A quick glance at the Surface RT page in the United Kingdom reveals that the device is now being sold at £279. The page lists the official Microsoft Store and high-profile brick-and-mortar retailers John Lewis and PC World as participating retailers, although the former doesn’t appear to be live just yet. It’s only a matter of time, however.
Again, the new £279 price tag for the 32GB Surface RT is down from £399, equal to a 30 percent cut.
Elsewhere, the Surface RT is being sold from €339 in France, €337 in Italy and €329 in Spain. Similar price points are available for other European consumers.
Microsoft hasn’t disclosed the reasons for the sudden price drops, although initial sales are undoubtedly a contributing factor. The company has never revealed official sales figures, although the International Data Corporation (IDC) estimated in May that 900,000 Surface RT and Surface Pro devices had been sold in the first three months of 2013 – its first full quarter on the market.
The Surface is Microsoft’s first foray into tablet computers. While the Surface Pro is being pitched as a replacement for users’ laptops – it runs the full version of Windows 8 and comes with laptop-equivalent specs under the hood – the Surface RT is designed to lie somewhere between traditional tablets, such as the iPad, and its more powerful older brother.
Microsoft has pushed the Surface hard with a number of widespread television commercials, but this doesn’t appear to have translated into commercial success. App support is still slow and the overall messaging of Windows RT has been mixed at best.

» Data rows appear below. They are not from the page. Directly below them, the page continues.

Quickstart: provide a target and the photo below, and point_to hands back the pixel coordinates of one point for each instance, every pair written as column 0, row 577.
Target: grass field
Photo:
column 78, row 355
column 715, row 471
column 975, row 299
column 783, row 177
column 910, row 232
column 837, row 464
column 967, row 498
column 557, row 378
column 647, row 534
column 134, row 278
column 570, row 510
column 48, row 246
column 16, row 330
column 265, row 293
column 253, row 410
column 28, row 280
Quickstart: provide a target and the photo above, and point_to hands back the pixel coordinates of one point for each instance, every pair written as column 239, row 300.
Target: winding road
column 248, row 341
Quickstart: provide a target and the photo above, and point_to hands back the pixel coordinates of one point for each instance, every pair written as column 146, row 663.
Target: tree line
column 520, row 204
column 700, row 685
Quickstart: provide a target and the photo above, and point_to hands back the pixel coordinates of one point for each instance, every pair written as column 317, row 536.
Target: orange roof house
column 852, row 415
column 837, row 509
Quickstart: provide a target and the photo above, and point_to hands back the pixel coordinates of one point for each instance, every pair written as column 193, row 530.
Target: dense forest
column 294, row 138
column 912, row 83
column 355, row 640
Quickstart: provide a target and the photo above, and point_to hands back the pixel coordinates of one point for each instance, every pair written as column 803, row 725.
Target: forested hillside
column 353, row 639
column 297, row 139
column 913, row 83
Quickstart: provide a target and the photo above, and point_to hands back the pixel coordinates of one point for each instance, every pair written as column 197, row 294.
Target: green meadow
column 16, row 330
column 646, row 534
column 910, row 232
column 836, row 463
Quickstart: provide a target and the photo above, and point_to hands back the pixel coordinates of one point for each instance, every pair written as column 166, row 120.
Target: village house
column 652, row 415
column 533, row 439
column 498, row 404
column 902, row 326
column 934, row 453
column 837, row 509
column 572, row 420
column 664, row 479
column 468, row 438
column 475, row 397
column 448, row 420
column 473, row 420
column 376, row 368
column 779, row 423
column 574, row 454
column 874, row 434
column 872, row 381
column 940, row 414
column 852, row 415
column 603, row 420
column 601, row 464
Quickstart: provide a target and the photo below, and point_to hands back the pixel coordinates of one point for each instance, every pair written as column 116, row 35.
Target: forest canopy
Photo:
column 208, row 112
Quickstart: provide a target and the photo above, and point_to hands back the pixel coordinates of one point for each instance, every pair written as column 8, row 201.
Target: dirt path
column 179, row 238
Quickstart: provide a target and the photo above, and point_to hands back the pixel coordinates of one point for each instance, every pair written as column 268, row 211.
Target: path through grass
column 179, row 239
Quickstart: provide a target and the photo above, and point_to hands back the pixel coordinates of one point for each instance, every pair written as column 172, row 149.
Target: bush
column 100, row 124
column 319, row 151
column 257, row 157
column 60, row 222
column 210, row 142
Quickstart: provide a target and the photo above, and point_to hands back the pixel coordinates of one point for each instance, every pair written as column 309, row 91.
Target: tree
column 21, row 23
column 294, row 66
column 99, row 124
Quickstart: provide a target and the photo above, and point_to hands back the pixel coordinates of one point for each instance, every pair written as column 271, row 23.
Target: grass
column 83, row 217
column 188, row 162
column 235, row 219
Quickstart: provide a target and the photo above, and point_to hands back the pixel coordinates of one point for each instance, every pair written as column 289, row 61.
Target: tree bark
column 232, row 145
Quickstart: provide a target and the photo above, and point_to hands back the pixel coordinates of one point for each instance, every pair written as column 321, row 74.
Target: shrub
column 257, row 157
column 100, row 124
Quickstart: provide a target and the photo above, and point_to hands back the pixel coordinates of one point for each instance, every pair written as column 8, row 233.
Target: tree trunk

The price cuts announced today and last week could also signal a transition to new Surface hardware. Microsoft hasn’t hinted at the update cycle for the Surface line, but it wouldn’t be surprising to see the company adopt an annual cycle similar to Apple.
For readers in Europe, the question remains: is a price cut enough to interest you in a Surface RT? Or is the hardware and form factor simply irrelevant?